Embolia Pulmonar: Achados Eletrocardiográficos Chave

Santa Casa de Ribeirão Preto (SP) — Prova 2025

Enunciado

Um paciente de 65 anos, com histórico de hipertensão e tabagismo, chega à sala de emergência com queixa de dispneia súbita e dor torácica pleurítica que começou há 2 horas, após uma viagem aérea de 10h. Ao exame físico, observa-se taquicardia (FC = 110 bpm) e saturação de oxigênio de 90% ao ar ambiente.Diante da suspeita clínica, quais das seguintes alterações eletrocardiográficas podem ser encontradas?

Alternativas

  1. A) Inversão difusa da onda T e aumento de QTc.
  2. B) Padrão S1Q3T3, desvio do eixo para a direita e inversão da onda T em V1-V4.
  3. C) Bloqueio de ramo direito completo.
  4. D) Supra de ST em derivações inferiores (DII, DIII, aVF).
  5. E) Padrão de baixa voltagem generalizada nas derivações periféricas.

Pérola Clínica

TEP → ECG pode mostrar S1Q3T3, desvio eixo à direita, inversão T em V1-V4, taquicardia sinusal.

Resumo-Chave

O paciente apresenta fatores de risco (viagem aérea prolongada, tabagismo, hipertensão) e sintomas clássicos de TEP (dispneia súbita, dor torácica pleurítica, taquicardia, hipoxemia). Embora o ECG não seja diagnóstico, ele pode apresentar alterações sugestivas de sobrecarga do ventrículo direito, como o padrão S1Q3T3, desvio do eixo para a direita e inversão da onda T em derivações precordiais direitas.

Contexto Educacional

A embolia pulmonar (TEP) é uma condição grave e potencialmente fatal, caracterizada pela oclusão de uma ou mais artérias pulmonares, geralmente por um trombo originado em veias profundas dos membros inferiores.
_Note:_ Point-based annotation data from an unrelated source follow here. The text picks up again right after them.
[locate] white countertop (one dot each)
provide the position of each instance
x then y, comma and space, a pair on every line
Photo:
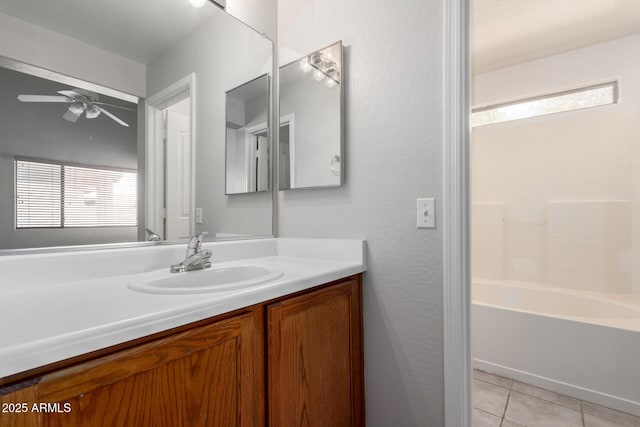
46, 319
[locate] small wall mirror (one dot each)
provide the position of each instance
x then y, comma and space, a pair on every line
247, 139
311, 141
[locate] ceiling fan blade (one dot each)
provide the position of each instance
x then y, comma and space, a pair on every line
42, 98
71, 116
114, 106
112, 116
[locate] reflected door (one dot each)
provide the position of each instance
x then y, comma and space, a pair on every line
178, 176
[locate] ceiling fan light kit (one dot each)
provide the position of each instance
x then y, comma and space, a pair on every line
82, 101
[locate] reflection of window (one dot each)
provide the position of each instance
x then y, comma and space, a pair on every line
591, 96
55, 195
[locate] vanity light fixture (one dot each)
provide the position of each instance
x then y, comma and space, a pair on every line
305, 67
323, 66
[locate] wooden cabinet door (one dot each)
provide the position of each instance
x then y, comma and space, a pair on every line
207, 376
315, 358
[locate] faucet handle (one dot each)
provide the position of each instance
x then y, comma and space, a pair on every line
195, 243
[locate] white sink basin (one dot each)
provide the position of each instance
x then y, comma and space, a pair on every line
215, 279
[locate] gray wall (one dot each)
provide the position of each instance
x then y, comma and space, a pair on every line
38, 130
224, 54
393, 155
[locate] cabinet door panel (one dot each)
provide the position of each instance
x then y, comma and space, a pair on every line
202, 377
315, 359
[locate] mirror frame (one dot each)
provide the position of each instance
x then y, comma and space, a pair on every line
343, 80
273, 104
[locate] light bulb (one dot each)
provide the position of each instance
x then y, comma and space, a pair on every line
305, 67
76, 108
92, 112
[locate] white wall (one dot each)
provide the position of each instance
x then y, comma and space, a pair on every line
31, 44
260, 15
568, 182
393, 78
224, 54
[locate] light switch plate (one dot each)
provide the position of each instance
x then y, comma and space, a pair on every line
426, 213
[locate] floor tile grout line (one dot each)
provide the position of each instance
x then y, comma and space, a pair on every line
504, 413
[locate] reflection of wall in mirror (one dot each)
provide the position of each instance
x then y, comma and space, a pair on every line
238, 56
37, 130
317, 129
32, 44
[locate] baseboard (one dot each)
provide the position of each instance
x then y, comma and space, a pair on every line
593, 396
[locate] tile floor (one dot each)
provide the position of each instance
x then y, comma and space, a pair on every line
501, 402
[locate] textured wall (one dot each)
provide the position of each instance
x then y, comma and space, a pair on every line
393, 62
223, 54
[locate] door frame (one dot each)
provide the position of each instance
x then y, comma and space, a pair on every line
456, 207
289, 119
154, 150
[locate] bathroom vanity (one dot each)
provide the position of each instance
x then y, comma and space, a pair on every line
285, 352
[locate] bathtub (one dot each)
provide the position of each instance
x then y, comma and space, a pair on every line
579, 344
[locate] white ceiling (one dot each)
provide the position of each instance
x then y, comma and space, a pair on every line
508, 32
136, 29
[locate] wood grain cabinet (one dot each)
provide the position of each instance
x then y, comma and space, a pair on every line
207, 376
315, 358
215, 373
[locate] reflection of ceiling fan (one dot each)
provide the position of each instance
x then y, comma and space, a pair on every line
82, 101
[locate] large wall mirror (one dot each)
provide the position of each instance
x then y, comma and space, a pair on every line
248, 154
311, 135
113, 122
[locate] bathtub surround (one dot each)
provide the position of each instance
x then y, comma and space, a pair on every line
569, 182
501, 401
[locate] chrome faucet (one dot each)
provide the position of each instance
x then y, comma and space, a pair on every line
196, 258
153, 237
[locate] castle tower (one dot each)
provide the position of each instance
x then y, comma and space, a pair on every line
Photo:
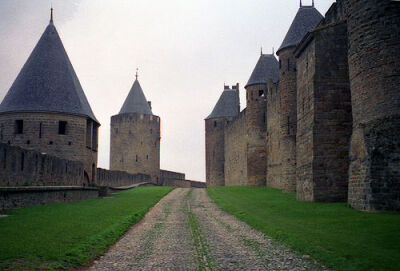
225, 110
374, 69
307, 18
266, 68
46, 109
135, 136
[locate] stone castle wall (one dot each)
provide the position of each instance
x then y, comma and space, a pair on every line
135, 144
40, 132
374, 69
236, 151
215, 151
272, 143
323, 114
114, 178
288, 118
255, 129
20, 167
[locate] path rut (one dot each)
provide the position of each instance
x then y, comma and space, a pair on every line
187, 231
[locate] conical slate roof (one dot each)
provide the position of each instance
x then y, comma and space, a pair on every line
266, 68
227, 105
136, 101
47, 81
307, 18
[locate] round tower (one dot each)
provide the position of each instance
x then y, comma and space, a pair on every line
46, 109
266, 68
307, 18
135, 137
374, 71
226, 108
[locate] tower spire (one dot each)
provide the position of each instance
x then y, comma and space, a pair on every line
51, 14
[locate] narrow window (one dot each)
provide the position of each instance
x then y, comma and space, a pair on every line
19, 126
62, 127
22, 161
5, 159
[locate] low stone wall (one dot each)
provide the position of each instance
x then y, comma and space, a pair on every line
114, 178
21, 167
17, 197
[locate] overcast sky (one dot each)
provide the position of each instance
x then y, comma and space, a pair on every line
185, 51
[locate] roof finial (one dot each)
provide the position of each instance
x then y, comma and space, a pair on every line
51, 14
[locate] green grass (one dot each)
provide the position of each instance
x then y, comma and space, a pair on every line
339, 237
63, 235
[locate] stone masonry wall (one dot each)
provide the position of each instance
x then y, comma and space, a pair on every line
374, 69
324, 115
288, 118
20, 167
274, 164
215, 151
18, 197
256, 129
135, 144
236, 151
113, 178
40, 133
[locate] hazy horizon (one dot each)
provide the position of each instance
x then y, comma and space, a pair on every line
185, 51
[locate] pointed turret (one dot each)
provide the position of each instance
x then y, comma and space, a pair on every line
47, 81
136, 101
307, 18
227, 105
266, 68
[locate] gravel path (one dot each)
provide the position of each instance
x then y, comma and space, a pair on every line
187, 231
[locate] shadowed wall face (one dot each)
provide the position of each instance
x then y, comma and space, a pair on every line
374, 69
135, 144
288, 118
324, 116
236, 151
65, 136
255, 122
215, 151
274, 163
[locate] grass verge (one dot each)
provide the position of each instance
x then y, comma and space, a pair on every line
63, 235
339, 237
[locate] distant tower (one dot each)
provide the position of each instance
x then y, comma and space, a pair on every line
225, 110
135, 136
46, 108
374, 71
266, 68
307, 18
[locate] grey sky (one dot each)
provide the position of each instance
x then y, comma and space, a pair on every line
185, 51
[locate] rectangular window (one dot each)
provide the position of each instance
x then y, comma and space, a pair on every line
62, 127
19, 126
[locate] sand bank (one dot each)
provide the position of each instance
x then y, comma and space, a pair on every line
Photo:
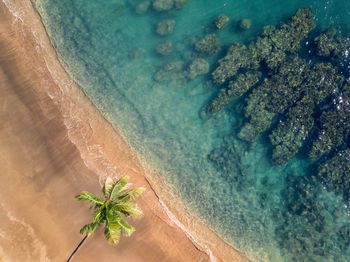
53, 142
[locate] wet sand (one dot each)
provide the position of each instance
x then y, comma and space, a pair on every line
54, 144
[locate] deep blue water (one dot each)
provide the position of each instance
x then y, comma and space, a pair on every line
243, 195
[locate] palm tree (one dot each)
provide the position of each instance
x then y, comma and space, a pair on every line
111, 211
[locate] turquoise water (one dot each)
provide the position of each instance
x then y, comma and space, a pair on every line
110, 51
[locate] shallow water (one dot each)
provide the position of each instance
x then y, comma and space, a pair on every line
243, 195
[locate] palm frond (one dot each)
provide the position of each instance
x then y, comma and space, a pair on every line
107, 186
126, 228
98, 215
119, 187
112, 233
112, 229
89, 229
128, 209
94, 200
131, 194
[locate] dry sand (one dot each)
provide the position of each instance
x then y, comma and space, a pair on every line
53, 144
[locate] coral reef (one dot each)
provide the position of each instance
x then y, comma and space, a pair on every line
142, 7
162, 5
245, 24
165, 27
164, 48
330, 43
271, 47
221, 21
207, 45
198, 66
273, 96
235, 89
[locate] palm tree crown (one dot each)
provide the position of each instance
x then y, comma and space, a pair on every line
112, 210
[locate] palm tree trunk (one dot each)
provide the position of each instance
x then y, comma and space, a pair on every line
77, 248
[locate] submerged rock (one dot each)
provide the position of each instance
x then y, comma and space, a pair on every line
245, 24
235, 89
271, 47
208, 44
334, 128
273, 96
142, 7
199, 66
162, 5
165, 27
180, 3
221, 21
330, 44
164, 48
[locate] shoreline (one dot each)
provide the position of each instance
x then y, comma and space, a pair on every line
100, 145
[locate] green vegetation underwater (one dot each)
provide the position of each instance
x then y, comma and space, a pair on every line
244, 106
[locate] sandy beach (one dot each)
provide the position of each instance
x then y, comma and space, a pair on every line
54, 144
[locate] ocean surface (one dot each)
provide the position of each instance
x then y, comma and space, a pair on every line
109, 48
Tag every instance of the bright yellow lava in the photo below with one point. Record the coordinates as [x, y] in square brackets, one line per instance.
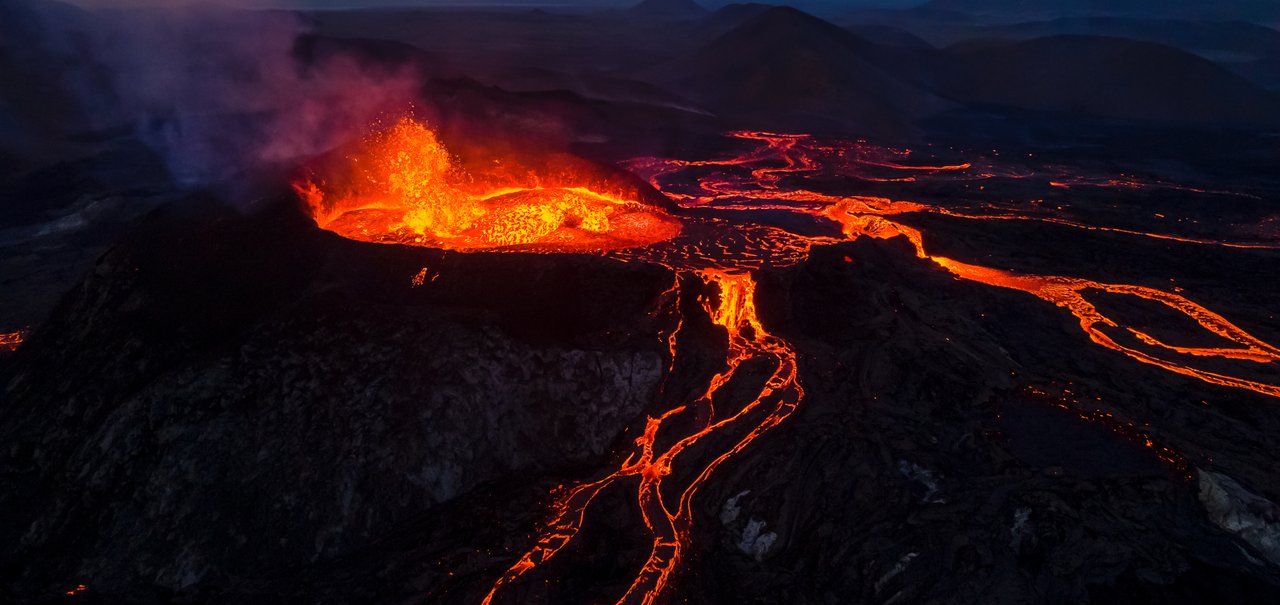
[405, 187]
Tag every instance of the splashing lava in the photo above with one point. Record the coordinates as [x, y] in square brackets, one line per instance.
[407, 189]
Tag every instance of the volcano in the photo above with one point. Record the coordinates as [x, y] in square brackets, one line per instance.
[501, 306]
[789, 64]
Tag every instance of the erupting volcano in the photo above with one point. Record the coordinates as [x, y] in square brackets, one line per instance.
[408, 189]
[403, 186]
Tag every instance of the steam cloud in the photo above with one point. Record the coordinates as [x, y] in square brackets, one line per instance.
[215, 91]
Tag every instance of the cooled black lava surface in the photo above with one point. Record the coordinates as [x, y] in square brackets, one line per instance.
[242, 408]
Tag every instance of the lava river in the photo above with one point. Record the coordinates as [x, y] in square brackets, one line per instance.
[725, 228]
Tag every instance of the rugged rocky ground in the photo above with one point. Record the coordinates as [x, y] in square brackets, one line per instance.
[236, 407]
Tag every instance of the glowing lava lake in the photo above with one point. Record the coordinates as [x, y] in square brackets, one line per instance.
[405, 187]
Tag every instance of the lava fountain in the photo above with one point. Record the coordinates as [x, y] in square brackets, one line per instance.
[402, 186]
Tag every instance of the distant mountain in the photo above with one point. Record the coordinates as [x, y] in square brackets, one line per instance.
[786, 64]
[1105, 77]
[728, 17]
[1261, 10]
[888, 36]
[670, 8]
[1243, 47]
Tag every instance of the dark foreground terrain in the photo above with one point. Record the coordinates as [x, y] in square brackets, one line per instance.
[218, 402]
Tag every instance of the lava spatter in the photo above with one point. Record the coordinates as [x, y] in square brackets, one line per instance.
[736, 215]
[403, 186]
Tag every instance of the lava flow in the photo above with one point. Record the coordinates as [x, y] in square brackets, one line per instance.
[9, 342]
[403, 187]
[753, 180]
[649, 466]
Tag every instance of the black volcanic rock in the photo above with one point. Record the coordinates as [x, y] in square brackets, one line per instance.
[668, 8]
[1107, 77]
[786, 63]
[298, 393]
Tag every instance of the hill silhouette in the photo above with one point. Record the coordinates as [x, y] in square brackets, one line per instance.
[786, 63]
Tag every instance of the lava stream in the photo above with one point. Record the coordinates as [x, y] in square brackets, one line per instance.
[671, 530]
[871, 216]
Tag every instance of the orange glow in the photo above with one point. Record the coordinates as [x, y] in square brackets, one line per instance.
[648, 467]
[405, 187]
[795, 156]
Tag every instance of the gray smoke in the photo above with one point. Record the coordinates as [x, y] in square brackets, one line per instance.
[216, 91]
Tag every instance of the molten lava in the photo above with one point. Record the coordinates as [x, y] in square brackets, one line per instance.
[649, 467]
[9, 342]
[403, 186]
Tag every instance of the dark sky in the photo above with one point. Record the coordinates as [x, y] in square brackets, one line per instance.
[712, 4]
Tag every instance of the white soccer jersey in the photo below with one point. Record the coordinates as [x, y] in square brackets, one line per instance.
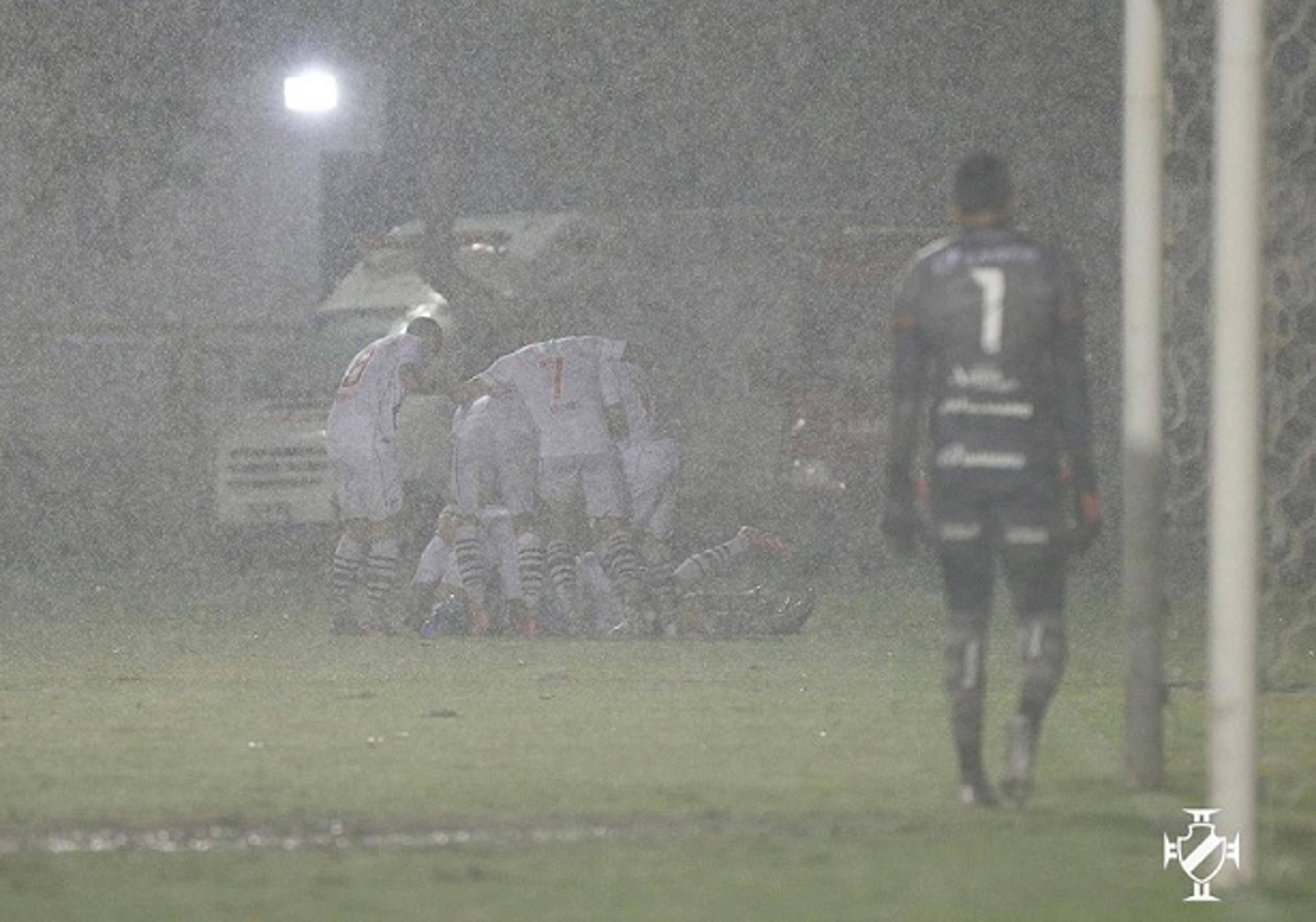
[561, 383]
[371, 390]
[495, 456]
[628, 382]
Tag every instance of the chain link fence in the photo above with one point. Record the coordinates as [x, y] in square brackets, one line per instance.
[1290, 314]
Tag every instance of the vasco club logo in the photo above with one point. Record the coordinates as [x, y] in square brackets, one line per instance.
[1202, 853]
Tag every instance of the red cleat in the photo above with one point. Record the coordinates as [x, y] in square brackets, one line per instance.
[765, 542]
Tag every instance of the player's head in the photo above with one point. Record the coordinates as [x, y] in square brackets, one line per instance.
[982, 191]
[428, 331]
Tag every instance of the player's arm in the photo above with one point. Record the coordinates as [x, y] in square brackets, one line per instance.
[473, 389]
[1074, 403]
[1076, 409]
[415, 381]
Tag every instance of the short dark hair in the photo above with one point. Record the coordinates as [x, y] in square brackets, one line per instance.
[982, 185]
[427, 328]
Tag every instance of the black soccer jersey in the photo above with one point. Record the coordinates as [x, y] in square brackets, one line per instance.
[989, 328]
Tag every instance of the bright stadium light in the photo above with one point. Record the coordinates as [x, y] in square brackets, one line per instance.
[311, 91]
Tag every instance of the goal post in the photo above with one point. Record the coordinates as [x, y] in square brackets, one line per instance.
[1236, 419]
[1143, 471]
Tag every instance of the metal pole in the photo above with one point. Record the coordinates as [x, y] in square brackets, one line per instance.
[1144, 479]
[1236, 421]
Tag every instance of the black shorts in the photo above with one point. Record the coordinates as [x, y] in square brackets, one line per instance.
[1019, 521]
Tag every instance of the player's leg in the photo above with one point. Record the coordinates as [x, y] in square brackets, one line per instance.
[381, 573]
[469, 555]
[965, 549]
[1035, 560]
[349, 558]
[516, 477]
[561, 495]
[529, 567]
[719, 558]
[356, 499]
[385, 491]
[603, 489]
[431, 567]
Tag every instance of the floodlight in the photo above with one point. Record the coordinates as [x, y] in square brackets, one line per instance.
[311, 91]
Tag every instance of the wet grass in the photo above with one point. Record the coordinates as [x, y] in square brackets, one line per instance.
[189, 743]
O diagnóstico precoce é crucial para o manejo adequado e para a redução da mortalidade. O eletrocardiograma (ECG) é uma ferramenta diagnóstica inicial frequentemente utilizada em pacientes com suspeita de TEP, embora suas alterações sejam inespecíficas. Os achados mais comuns são taquicardia sinusal. Outros sinais, como o padrão S1Q3T3 (onda S em DI, onda Q em DIII, onda T invertida em DIII), desvio do eixo para a direita, bloqueio de ramo direito incompleto ou completo e inversão da onda T em V1-V4, refletem a sobrecarga aguda do ventrículo direito. Apesar de não ser diagnóstico, o ECG pode auxiliar na diferenciação de outras condições cardíacas que causam dor torácica e dispneia, como infarto agudo do miocárdio. A presença de alterações sugestivas, em conjunto com a clínica e fatores de risco, deve impulsionar a investigação com exames mais específicos, como angiotomografia de tórax.

Perguntas Frequentes

Quais são os achados eletrocardiográficos mais comuns na TEP?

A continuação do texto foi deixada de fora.